Background: The short QT syndrome (SQTS) is rare inherited channelopathy associated with marked shortening of QT interval resulting from an accelerated cardiac repolarization. Patients are prone to atrial and ventricular tachyarrhythmia and have a high risk for sudden cardiac death (SCD). The SQT2, SQTS variant, results from a gain-of-function V307L-KCNQ1 mutation in the rapid delayed rectifier potassium current (IKs) channels. Previous studies showed that Taurine-Magnesium Coordination Compound (TMCC) can block IKs current, here we used in silico approach to evaluate TMCC’s electrophysiological effects on SQT2.

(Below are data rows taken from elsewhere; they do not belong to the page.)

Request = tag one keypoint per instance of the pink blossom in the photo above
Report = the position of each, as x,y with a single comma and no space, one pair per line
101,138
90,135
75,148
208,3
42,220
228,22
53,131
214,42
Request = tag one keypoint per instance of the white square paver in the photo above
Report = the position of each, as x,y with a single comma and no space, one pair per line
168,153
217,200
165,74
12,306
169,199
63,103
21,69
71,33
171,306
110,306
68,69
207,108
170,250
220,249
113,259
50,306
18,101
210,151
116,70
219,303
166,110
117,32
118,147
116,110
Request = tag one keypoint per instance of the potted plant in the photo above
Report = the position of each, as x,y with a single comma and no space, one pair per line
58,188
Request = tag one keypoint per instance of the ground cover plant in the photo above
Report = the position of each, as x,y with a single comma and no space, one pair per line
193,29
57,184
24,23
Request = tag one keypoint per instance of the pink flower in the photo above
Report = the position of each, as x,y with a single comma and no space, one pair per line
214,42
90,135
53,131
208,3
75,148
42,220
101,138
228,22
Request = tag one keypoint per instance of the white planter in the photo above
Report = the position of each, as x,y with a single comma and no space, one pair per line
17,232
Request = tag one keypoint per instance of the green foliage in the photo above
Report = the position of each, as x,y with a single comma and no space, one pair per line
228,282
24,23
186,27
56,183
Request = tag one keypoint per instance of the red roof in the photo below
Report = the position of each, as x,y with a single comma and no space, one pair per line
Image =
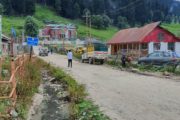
133,34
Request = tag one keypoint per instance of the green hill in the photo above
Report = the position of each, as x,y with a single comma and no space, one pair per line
174,28
45,13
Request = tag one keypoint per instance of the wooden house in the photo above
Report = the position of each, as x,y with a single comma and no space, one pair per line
141,41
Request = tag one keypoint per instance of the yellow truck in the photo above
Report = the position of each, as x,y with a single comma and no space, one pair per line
95,52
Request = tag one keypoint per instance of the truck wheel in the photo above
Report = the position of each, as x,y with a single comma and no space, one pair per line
90,61
102,62
82,61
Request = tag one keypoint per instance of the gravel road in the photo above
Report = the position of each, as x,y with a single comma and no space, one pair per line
123,95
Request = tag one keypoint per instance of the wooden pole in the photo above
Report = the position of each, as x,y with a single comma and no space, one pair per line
30,53
139,49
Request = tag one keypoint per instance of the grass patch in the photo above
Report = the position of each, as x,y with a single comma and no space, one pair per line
174,28
28,86
81,108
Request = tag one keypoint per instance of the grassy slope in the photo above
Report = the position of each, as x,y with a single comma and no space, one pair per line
174,28
43,13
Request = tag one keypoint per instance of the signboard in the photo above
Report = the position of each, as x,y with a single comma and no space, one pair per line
13,32
0,36
32,41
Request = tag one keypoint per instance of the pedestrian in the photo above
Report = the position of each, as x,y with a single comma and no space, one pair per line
70,56
123,58
51,50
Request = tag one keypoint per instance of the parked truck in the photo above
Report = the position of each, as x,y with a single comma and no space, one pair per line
95,52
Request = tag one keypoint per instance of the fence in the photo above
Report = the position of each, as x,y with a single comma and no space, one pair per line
17,68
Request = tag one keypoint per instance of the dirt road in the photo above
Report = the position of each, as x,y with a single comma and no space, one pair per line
126,96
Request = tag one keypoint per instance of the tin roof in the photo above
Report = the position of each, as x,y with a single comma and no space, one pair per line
5,37
133,34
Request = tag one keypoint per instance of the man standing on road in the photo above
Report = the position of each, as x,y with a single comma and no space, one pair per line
70,55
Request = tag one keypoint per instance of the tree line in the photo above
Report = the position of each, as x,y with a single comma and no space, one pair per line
122,13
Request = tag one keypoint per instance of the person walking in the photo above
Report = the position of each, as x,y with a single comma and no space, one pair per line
51,51
70,56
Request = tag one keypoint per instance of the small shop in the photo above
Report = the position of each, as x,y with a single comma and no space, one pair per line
144,40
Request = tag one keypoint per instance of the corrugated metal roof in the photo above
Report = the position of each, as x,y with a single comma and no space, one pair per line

Methods and Resutls: Contemporary mathematical models of human ventricular action potential (AP) developed by ten Tusscher et al. were modified to incorporate a modified formulation of IKs describing the SQT2 mutant condition. Cellular action potential models were incorporated into a transmural strand for investigation of QT interval changes. In addition, the simulated TMCC to prolong the QT interval in SQT1 condition was quantified. The blocking effects of TMCC on IKs were modelled by using Hill coefficient and IC50 from literatures (0.01, 0.1 and 1 mM TMCC decreased the peak of IKs by 27.99%, 48.18% and 60.13%). At the single cells, TMCC prolonged the action potential duration (APD) in SQT2 condition; at the strand level, the effects of TMCC normalized the QT interval in SQT2.
Conclusions: Simulation results identified TMCC as a potential drug of choice for SQTS treatment.